You are using a browser which doesn't fully support Cascading Style Sheets. This site will look much better in a browser that supports web standards, but its content is accessible to any browser or Internet device.

Tags

As known from many other markup languages, tags are used to categorize text. In its simplest form a PerlPoint tag embeds a bunch of text in a paragraph, saying "this should be treated as this or that". So, if we want something to be handled as italic text, we use the tag \I and write

    \I<italic>

As you can see, a tag is made of capitals and preceded by a backslash. The embedded text part is enclosed by angle brackets. This embedded part is called the "tag body".

Similar to \I, \B marks text as bold, and \C formats its body as code.

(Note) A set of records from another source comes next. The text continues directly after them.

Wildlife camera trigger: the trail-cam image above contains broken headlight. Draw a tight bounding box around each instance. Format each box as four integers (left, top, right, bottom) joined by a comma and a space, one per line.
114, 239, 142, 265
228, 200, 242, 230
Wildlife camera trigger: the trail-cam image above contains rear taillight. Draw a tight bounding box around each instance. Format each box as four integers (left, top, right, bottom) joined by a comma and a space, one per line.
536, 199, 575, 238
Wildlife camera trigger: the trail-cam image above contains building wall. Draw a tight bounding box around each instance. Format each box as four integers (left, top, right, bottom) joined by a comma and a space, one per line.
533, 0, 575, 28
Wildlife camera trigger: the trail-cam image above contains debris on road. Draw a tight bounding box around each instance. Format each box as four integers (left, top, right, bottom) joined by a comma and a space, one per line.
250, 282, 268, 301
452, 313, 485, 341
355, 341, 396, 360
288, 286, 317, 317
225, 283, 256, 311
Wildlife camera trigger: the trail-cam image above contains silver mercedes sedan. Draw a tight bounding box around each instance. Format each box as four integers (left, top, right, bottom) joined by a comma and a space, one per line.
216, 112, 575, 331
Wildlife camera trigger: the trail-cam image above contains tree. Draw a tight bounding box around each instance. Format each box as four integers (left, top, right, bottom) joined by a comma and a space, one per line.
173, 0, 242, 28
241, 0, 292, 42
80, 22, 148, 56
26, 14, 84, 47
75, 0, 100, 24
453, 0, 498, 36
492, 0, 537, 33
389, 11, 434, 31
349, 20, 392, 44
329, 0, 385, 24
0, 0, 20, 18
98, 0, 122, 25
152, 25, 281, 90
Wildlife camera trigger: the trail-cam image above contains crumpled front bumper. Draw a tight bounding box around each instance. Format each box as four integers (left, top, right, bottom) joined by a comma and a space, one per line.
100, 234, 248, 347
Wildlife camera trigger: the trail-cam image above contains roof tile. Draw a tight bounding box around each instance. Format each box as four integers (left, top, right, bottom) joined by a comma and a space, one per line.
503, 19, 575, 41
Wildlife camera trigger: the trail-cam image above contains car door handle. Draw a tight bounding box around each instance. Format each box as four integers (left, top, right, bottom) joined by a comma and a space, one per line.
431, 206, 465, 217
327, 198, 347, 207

    Look at \B<this> \C<code>.

You want more control over colors and fonts? Use the \F tag in the tradition of the old fashioned HTML tag <F>. To specify the colors etc., this tag needs options. Tag options are enclosed by braces:

    Color this \F{color=red}<red>.

The general rule is that options, if required, are written between the tag name and the body. Option values are assigned via = and can be quoted. Quotes are required if the values contain other characters than letters, digits and underscores.

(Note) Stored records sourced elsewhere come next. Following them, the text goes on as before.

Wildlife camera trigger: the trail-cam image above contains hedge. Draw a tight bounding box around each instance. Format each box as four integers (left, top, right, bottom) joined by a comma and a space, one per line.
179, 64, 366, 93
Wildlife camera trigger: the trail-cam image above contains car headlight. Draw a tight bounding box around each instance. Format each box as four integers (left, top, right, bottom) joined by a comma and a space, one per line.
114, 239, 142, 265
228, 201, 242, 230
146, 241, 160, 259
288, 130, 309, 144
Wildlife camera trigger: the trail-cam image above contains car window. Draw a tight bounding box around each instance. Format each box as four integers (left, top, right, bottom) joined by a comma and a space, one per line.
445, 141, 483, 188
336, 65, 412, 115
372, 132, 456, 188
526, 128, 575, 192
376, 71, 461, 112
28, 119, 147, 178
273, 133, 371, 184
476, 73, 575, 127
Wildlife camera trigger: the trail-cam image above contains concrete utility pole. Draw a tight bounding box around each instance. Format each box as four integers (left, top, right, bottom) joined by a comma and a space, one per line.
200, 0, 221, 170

    Color this \F{color="#abcdef"}<text>.

Use whitespaces to separate options:

    \F{color=red size=20}<red and large>.

\X is another important base tag. It adds its body text to the index, from where a reference will be provided back to the tag location.

    Index \X<this>!

All options can be nested:

    This text is \I<\B<\X<italic, bold and indexed>>>.

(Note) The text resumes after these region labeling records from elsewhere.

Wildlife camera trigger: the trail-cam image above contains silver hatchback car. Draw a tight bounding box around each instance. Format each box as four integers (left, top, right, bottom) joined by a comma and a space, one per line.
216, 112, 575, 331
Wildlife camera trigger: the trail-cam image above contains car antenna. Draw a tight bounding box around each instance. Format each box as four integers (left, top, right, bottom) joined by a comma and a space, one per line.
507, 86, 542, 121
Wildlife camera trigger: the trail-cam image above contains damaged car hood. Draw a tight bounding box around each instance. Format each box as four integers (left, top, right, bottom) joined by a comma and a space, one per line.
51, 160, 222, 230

Please take care to make \X the innermost tag when nesting - otherwise, you would index enclosed tags as well (and that's why PerlPoint treats this as an error).

    Invalid \X<\B<\I<nesting>>>.

Borrowed from HTML like \F, the \IMAGE tag includes an image. It is that near to HTML that several options are named as there: src, alt and align all work as expected.

    \IMAGE{src="image.png"}

\IMAGE is an example of a tag that has no body. In fact, both option and body parts can be optional, mandatory or forbidden. If this sounds complicated, rest assured: each tag "knows" what it requires, and PerlPoint will warn you instantly if it finds a tag used the wrong way.

Finally, it's easy to add links to other parts of the document by using \REF.

    =This is our target
  
    bla bla
  
    =Here we add a reference
  
    See \REF{name="This is our target" type=linked}<this chapter>.

\REF has lots of options, but basically this is how you will use it most. This example adds a linked reference to the chapter which is named by the name option. As you can see, we refer to the target chapter by its name.

But targets do not need to be chapters. You can refer to any point in your document that was marked as an anchor (which happens automatically to chapters). Anchors are set up by option \A:

    =Our chapter
  
    With an \A{name="our anchor"}<anchor>.
  
    =Somewhere else
  
    Hey, go to this \REF{name="our anchor" type=linked}<anchor>!

See the "Advanced linking" chapter below for more features offered by \REF. For a complete reference of all basic tags, please refer to PerlPoint::Tags::Basic.